TOKYO—Japan’s consumer inflation rate hit a 41-year high of 4 percent in December, as prices for everything from burgers to gas surged.
That rate is still relatively low, compared to some other nations, including the U.S. Japan, the world’s third-largest economy, has been fending off deflation, or chronically falling prices, for decades.
The last time core consumer prices rose that much was December 1981, the Ministry of Internal Affairs and Communications said.
The Federal Reserve and many other central banks have raised interest rates to tame inflation but the Bank of Japan has kept its benchmark rate at a longstanding low level of minus 0.1 percent.
A sharp weakening of the Japanese yen against the U.S. dollar and other currencies has added to pressures on the BOJ and speculation has been building that it might soon shift course and start raising interest rates.
Japan’s core consumer price index, excluding fresh food, rose 2.3 percent in 2022 from the year before, the highest in 31 years, the ministry said.
The BOJ’s target inflation rate is about 2 percent.
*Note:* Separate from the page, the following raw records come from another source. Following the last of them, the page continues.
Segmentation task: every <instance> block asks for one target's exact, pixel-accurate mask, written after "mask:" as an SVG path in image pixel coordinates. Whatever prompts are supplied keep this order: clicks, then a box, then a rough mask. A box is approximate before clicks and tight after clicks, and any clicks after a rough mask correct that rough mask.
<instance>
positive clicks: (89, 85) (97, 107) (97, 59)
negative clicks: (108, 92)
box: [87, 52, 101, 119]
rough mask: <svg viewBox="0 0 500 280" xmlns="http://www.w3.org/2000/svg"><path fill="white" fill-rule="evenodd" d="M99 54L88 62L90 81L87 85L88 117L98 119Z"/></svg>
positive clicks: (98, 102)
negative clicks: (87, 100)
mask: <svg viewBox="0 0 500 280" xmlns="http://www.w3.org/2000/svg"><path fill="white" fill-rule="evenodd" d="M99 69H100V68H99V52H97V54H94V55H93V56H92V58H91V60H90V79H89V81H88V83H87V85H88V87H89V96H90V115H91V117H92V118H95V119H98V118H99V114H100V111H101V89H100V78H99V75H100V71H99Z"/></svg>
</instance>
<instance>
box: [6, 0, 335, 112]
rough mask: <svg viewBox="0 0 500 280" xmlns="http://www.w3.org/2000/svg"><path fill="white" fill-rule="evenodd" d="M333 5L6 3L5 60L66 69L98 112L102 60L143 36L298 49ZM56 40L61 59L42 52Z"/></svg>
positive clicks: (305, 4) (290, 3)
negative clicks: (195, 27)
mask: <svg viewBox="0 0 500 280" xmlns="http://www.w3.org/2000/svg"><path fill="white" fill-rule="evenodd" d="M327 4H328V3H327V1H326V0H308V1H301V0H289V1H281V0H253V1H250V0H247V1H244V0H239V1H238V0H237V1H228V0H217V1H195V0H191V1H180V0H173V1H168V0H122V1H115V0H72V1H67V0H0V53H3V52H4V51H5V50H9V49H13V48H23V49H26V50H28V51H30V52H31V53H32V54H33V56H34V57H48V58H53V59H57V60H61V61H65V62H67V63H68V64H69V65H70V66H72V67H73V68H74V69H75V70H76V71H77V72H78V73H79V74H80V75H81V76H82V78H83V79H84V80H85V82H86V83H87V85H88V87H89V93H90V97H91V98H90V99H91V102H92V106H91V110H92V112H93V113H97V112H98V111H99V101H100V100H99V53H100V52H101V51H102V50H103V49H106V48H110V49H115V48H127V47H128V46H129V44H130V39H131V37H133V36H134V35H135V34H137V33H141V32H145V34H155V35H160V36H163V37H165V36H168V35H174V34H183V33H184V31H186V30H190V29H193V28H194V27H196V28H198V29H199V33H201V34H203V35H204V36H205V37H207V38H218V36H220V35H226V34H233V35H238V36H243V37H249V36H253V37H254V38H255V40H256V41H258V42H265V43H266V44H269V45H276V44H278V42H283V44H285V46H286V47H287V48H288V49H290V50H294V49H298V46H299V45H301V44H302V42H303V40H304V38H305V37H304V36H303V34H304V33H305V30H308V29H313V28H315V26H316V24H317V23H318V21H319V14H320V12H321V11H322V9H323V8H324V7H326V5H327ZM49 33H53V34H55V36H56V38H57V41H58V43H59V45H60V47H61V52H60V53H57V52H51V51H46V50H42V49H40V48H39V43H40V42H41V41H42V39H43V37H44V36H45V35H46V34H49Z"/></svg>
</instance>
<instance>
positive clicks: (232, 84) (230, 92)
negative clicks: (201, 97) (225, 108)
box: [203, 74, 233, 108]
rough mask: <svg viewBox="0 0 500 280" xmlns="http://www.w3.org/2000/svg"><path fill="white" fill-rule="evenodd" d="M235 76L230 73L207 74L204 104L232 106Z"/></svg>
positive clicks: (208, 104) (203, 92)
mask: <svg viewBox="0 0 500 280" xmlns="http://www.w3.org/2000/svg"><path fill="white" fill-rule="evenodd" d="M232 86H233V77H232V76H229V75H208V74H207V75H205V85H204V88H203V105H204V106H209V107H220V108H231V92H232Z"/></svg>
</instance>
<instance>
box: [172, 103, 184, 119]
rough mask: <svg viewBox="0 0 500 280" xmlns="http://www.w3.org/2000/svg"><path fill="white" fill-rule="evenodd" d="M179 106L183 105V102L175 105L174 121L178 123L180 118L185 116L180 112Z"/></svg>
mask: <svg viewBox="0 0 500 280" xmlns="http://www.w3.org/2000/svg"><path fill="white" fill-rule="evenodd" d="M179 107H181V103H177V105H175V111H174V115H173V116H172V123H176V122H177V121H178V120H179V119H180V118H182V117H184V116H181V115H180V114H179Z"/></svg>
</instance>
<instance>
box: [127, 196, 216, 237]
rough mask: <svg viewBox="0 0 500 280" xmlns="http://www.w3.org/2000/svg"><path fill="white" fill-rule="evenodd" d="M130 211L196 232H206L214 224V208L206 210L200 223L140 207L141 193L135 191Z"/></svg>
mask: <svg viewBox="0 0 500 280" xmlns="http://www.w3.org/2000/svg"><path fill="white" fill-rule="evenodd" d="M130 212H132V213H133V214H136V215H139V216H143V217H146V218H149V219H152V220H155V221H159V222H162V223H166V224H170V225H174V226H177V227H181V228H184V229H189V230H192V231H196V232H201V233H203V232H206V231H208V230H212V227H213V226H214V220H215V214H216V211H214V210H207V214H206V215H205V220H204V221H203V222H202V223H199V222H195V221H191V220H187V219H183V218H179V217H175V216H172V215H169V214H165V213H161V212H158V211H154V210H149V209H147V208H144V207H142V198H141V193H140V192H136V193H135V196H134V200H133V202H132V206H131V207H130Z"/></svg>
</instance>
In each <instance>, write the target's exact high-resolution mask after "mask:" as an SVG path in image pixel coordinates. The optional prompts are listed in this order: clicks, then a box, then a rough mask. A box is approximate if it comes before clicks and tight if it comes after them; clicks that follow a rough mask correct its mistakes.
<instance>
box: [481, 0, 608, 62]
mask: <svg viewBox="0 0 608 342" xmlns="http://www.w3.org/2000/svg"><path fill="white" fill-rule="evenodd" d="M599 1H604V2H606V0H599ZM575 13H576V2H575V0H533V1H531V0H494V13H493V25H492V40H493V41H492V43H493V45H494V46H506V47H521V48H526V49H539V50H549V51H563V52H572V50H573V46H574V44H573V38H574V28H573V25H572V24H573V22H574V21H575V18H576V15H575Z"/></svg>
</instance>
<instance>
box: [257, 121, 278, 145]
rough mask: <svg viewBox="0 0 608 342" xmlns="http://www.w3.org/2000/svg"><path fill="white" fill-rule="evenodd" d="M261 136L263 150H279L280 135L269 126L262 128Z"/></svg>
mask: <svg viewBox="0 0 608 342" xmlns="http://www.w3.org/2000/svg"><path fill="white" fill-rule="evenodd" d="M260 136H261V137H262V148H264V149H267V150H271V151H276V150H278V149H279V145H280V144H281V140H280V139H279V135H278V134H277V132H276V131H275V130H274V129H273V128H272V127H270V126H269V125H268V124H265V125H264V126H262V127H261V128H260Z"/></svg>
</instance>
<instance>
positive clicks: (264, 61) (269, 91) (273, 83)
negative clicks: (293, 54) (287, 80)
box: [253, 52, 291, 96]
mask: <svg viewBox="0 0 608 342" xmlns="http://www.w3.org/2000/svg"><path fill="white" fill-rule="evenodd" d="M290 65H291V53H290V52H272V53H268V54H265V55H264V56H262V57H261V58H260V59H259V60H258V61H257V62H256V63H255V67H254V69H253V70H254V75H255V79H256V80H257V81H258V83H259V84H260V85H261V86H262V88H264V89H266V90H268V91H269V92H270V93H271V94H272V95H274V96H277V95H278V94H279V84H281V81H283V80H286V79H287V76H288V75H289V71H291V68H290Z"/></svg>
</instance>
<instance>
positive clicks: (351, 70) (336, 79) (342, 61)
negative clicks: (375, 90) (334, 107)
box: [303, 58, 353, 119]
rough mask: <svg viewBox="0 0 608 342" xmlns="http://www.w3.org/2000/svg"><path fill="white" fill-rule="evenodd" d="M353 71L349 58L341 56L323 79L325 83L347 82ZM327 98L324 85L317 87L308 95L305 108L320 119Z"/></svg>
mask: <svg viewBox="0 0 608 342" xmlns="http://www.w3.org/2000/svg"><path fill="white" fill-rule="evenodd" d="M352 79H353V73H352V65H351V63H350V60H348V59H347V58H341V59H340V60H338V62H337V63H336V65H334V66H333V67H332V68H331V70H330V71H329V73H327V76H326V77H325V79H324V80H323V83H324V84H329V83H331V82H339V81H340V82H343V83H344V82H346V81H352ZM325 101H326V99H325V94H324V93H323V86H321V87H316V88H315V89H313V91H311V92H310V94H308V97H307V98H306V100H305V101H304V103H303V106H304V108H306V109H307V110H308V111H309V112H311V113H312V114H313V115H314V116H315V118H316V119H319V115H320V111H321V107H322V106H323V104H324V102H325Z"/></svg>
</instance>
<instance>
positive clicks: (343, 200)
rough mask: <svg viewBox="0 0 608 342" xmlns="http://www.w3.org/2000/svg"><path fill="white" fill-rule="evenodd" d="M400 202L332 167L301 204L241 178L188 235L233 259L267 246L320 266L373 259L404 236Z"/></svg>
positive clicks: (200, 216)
While prices have risen more than usual and some companies, such as Fast Retailing, which operates the Uniqlo clothing chain, have announced wage increases, incomes in Japan have generally stagnated. Central bank officials say they expect inflation to abate as other economies slow and possibly enter recessions.
Prices of various products, including snack bars, instant noodles, and soy sauce, have climbed lately, with more price hikes expected.
But Junichi Makino, an analyst at SMBC Nikko, expects inflationary pressures to ease in the months ahead. Prices for oil and many commodities have declined from sharp spikes last year, and rising costs for imports have “peaked,” he said.
“It’s a matter of time before prices will head downward, as much is due to the cheap yen and the high costs of oil, coal, and natural gas,” he said.